Toutefois, Jésus ne réprimande pas Jude. Et il ne répond pas à la question du point de vue de l’interrogateur, restrictif et sans pertinence, non plus. Jésus rencontre l’interrogateur là où il est, et l’invite à se mettre à la page sur la destination vers où Jésus se dirige depuis que l’interrogateur s’y est perdu. Et la destination vers où Jésus se dirige est l’amour. La réponse la plus vraie et la plus utile à la question de Jude, ainsi qu’à presque toutes de nos propres questions, est l’amour, mis en pratique.

Jésus lui répondit : « Si quelqu’un m’aime, il obéira à ce que j’ai dit. Mon Père aussi l’aimera : nous viendrons tous deux à lui et nous établirons notre demeure chez lui. Mais celui qui ne m’aime pas ne met pas mes paroles en pratique.

Voilà la réponse de Jésus à la question de Jude. Ce n’est pas en termes de la question posée par Jude, mais Jésus le mit au courant.

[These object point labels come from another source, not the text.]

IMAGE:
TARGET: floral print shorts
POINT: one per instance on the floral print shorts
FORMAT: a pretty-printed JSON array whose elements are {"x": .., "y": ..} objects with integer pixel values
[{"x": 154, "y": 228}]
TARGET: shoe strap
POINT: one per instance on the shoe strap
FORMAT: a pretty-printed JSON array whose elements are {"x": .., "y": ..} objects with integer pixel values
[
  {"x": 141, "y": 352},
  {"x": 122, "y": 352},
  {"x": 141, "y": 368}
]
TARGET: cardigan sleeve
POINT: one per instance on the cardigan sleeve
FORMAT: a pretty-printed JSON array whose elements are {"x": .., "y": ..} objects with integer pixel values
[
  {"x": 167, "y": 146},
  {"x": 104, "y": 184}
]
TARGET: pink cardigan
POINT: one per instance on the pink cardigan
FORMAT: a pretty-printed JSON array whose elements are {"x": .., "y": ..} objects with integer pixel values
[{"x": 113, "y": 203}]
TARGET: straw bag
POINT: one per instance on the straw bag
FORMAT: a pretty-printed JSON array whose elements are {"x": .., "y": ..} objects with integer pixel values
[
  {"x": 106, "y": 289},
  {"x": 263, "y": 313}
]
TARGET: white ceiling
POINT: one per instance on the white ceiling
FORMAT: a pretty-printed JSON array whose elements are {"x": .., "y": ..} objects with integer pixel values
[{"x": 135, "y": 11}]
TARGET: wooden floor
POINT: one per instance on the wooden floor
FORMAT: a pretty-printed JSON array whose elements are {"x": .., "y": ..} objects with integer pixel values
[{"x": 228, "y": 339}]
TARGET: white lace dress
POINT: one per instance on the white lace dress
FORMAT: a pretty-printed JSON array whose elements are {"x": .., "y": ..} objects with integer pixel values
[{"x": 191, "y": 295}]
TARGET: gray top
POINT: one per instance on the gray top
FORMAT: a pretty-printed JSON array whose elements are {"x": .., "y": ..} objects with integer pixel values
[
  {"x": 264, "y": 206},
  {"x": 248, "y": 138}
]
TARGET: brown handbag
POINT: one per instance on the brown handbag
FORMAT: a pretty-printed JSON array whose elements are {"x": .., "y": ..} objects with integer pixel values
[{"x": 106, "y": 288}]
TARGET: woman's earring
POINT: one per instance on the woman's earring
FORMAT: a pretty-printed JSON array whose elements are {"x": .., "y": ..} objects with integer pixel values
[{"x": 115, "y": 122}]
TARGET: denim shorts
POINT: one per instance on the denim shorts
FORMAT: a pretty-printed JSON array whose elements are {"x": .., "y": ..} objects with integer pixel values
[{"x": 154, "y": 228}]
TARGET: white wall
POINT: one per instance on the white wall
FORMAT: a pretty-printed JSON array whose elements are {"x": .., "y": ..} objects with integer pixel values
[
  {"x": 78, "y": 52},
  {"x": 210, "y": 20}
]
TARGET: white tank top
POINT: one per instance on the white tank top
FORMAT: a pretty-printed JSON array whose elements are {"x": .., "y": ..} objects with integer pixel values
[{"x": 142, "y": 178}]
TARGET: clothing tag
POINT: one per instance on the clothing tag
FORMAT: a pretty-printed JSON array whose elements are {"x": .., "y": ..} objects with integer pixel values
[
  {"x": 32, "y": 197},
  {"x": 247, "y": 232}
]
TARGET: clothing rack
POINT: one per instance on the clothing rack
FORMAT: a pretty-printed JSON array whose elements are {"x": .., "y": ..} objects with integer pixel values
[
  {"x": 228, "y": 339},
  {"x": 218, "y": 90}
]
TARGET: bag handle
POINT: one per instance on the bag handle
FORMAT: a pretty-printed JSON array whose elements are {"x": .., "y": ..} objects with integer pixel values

Est-il étrange que Jésus – ou n’importe qui d’autre, d’ailleurs – doive faire remarquer que l’amour inclut prendre au sérieux ce que dit la personne qu’on aime ? A l’époque de Jésus, comme aujourd’hui, il semblait plus facile de parler de l’amour que de le mettre en pratique. Le mot ‘amour’ est si souvent mal employé. Les gens disent qu’ils ‘aiment’ Dieu avec autant d’enthousiasme que lorsqu’ils disent qu’ils ‘aiment’ s’entraîner ou se mettre au régime. Tout n’est qu’une question d’un moyen d’arriver à ses fins. C’est pourquoi certains parlent du sexe comme si c’est ‘l’amour’. Ils peuvent dire « je t’aime » mais cela peut ne signifier rien de plus que « je m’aime et je voudrais me servir de ton corps pour me donner plaisir ». Ne pouvons-nous pas oublier ce truc sur aimer nos ennemis ? Qui fait cela vraiment ? N’avons-nous pas tendance à n’aimer que ceux auxquels nous nous identifions ? Nous ‘aimons’ ceux qui nous ressemblent et que nous aimons bien ? Et ceux qui ne nous ressemblent pas, ou du moins, ceux que nous essayons de nous convaincre ne nous ressemblent pas ? Et ceux que nous n’aimons pas ? Combien d’efforts faisons-nous pour aimer ceux-ci ? Mais ce gars-là est tellement homophobe ! En quoi cela est-il important ? Nous ne sommes pas appelés à être d’accord avec lui sur rien. Mais nous sommes ordonnés à l’aimer – à chercher son bien-être tout comme le nôtre. En fait, en tant que disciples, nous sommes appelés à aller même au-delà de la règle d’or. Nous sommes appelés à aimer tous les autres croyants de la même façon que Jésus nous aima. Et comment cela ? Jésus mit cela en pratique de plein gré, même jusqu’à la mort de la croix. Avons-nous déjà fait autant d’efforts pour quelqu’un ? Evidemment non.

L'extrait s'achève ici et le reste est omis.